Ese dejar a tantos millones de personas fuera del sistema, sin contar con ellos para nada, sin posibilidad de trabajo digno y sin lugar en la sociedad, se le llama exclusión social. Son personas que en su situación no tienen capacidad de protesta, aceptan su situación como si fuera un fatum o destino personal que les ha tocado vivir, sin ninguna capacidad de hacer presión sobre las estructuras sociales que les excluyen y sin ninguna capacidad para la más mínima negociación. Para ellos no existen ni los derechos humanos, ni los civiles, ni ningún tipo de derecho social ni alimentario. No entran en los complejos presupuestos de ningún estado. Entre ellos están los ochocientos millones de hambrientos del mundo y todos los que viven con menos de un euro diario. Es la masa de los excluidos del mundo, la población que para algunos es sobrante… nuestros hermanos considerados superfluos… sobran. ¡Qué mentira!, como si el mundo fuera sólo de unos pocos. Su única lucha es intentar sobrevivir, aunque muchos de ellos morirán de niños y casi ninguno de ellos llegará a la vejez que conocemos en España.
Son los problemas de una superpoblación, pero que no hemos de pensar que no hay remedio, que tiene que ser así. Los sociólogos y economistas saben que en el mundo hay alimentos suficientes para todos. Son los problemas del desigual reparto y de las acumulaciones desmedidas en ciertas zonas del planeta. Son problemas de injusticia social, de egoísmo humano. Nuestra superabundancia amenaza la propia existencia de la población de los excluidos del mundo.

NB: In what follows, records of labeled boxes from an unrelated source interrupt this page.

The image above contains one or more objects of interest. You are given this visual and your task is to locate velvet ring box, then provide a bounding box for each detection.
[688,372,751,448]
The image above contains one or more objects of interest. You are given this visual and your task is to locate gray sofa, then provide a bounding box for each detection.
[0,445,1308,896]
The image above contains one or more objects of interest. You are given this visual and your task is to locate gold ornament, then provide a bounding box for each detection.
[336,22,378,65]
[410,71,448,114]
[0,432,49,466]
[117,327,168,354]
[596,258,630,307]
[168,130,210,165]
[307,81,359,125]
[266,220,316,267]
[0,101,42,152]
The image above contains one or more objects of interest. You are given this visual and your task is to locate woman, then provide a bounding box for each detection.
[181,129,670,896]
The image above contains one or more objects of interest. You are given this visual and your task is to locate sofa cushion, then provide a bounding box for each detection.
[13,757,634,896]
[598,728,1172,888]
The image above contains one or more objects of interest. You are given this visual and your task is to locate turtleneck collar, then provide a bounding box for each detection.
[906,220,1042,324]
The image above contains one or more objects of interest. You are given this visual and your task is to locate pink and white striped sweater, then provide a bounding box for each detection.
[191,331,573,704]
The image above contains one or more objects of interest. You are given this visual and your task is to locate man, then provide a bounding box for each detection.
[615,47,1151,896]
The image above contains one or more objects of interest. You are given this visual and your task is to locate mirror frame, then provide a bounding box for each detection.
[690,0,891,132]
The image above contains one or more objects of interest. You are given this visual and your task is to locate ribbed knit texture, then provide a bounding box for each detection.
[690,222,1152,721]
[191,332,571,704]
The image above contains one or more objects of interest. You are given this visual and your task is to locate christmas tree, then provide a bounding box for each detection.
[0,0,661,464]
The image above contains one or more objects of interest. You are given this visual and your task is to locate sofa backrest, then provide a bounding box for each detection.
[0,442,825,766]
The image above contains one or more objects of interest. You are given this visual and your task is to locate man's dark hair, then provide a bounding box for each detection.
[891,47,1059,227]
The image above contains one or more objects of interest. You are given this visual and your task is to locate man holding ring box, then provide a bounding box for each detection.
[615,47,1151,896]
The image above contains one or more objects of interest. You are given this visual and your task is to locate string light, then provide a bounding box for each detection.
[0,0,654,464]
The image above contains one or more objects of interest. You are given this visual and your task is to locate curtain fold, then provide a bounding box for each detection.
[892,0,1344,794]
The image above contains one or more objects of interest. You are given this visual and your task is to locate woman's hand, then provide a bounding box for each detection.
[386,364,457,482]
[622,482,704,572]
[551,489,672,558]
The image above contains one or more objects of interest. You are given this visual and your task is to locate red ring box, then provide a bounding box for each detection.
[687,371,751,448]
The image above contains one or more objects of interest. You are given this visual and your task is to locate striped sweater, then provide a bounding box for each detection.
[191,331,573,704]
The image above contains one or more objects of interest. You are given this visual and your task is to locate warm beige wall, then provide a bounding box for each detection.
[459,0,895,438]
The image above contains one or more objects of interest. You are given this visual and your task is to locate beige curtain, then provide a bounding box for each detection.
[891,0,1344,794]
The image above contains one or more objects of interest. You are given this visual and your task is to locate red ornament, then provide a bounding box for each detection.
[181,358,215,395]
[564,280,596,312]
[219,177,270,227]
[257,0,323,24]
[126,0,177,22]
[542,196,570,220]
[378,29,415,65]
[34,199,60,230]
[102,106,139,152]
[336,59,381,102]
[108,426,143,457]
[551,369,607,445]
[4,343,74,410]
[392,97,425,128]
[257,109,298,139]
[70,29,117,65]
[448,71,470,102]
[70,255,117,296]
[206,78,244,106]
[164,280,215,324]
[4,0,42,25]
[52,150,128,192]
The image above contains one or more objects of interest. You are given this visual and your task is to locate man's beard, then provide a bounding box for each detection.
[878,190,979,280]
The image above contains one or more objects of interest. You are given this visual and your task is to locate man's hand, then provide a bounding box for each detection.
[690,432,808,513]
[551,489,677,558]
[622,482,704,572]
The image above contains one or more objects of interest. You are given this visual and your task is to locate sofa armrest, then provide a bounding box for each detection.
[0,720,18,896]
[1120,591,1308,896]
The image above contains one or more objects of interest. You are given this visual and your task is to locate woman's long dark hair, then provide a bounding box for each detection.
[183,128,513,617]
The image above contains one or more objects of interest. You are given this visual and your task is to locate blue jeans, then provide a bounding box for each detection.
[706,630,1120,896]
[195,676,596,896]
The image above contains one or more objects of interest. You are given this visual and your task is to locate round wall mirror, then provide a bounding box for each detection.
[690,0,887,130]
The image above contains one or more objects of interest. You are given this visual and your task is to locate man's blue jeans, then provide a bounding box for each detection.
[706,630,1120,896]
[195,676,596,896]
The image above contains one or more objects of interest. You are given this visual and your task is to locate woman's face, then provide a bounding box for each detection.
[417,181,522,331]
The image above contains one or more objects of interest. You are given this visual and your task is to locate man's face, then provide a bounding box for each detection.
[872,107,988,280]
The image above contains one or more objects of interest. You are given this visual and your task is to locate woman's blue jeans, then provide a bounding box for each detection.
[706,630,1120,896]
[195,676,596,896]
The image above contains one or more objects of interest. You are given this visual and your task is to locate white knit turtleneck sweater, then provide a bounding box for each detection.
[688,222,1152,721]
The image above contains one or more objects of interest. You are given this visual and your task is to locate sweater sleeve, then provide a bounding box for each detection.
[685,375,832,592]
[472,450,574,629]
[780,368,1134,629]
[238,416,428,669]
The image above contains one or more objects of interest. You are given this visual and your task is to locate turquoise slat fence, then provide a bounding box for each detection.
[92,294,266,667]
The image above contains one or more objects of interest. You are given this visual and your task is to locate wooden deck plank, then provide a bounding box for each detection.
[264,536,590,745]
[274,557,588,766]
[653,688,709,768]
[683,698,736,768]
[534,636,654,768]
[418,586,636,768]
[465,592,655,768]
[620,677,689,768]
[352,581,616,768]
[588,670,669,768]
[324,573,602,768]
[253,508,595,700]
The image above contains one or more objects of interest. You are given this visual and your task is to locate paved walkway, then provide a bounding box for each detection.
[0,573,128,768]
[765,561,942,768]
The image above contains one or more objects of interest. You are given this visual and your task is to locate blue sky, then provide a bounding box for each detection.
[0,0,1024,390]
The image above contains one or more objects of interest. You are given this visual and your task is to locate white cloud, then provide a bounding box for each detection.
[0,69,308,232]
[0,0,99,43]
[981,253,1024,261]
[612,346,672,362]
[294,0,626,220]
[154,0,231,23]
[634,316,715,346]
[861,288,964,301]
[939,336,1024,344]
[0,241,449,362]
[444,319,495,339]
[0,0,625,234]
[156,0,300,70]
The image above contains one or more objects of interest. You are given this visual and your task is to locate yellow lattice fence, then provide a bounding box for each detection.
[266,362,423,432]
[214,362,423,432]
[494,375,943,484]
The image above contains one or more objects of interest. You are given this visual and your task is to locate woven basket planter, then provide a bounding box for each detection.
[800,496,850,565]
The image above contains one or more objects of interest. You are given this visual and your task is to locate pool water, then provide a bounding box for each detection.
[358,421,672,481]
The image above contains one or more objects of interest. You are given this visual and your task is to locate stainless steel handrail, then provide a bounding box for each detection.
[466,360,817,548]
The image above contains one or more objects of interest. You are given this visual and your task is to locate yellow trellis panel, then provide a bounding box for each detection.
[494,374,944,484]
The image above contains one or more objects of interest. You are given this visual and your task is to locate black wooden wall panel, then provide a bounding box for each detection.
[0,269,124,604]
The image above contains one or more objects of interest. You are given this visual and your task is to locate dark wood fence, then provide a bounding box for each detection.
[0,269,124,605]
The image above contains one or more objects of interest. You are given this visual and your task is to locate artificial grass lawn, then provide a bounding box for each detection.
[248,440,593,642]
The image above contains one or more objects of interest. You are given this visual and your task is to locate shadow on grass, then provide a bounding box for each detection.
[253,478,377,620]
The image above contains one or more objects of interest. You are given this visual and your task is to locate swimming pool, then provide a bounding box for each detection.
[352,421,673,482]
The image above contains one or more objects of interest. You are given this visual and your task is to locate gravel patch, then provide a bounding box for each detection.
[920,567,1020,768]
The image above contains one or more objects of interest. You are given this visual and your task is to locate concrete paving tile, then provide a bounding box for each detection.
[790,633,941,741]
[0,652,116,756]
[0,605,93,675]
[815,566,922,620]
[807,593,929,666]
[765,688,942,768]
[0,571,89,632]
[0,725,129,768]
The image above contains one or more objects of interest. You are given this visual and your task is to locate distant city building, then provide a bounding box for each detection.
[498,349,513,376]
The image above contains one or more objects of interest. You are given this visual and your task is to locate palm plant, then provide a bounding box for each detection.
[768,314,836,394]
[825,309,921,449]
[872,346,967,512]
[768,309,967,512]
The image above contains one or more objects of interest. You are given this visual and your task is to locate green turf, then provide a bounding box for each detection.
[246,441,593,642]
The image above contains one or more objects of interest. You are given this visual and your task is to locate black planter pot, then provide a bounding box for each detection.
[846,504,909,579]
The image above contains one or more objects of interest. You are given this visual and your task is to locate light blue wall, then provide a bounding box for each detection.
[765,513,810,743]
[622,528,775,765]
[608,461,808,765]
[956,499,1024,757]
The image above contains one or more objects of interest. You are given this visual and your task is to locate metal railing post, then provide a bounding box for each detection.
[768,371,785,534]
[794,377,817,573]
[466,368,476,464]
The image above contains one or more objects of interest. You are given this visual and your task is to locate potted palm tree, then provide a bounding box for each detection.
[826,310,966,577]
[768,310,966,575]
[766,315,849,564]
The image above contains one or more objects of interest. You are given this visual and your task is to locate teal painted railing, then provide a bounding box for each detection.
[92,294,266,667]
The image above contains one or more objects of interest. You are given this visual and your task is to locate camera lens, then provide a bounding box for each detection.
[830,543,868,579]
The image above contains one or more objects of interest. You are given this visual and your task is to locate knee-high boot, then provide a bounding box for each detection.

Se podría definir a esta población “sobrante y superflua”, como la población del silencio… no tienen voz. Su grito de dolor se lo tragan y se sienten totalmente impotentes para protestar contra nadie y contra nada. El grito de los excluidos es un grito sordo que no llega a los oídos de nadie, menos aún de los ricos de este mundo. Esos poderosos cuyos oídos están taponados de gordura y, aunque los pobres gritaran todos al unísono, no harían vibrar los tímpanos de los saciados, de los insolidarios, de los acumuladores. Por eso su grito es silencioso, con olor a muerte lenta y resignada. Así es el silencio impotente de los pobres y excluidos del mundo. Así, viven entre los basureros sin esperanza. También se les ha robado cobardemente todo vestigio de esperanza. Los excluidos son los desesperanzados del mundo, los que huelen mal, los que comen y tocan basuras. Es la infrahumanidad. Y ante ella, los cristianos tenemos que pararnos. “Jesús se paró”, es la frase bíblica que narra la actitud de Jesús ante el grito de Bartimeo. Porque Jesús sí escuchaba el grito de los marginados y excluidos. Más aún, luchaba por su dignificación, por su inclusión en la sociedad, por darles una esperanza… por salvarles. Tanto para nuestro aquí y nuestro ahora, como para la eternidad. Y la gran muchedumbre de cristianos del mundo deberían afinar más sus oídos ante el grito de los excluidos, renunciar a niveles de bienestar y llevar dignidad y esperanza a esos pueblos sumidos en el olor de la muerte, al mal considerado sobrante humano y población superflua. Porque si no es así, muchos van a comenzar a dudar de nuestra fe.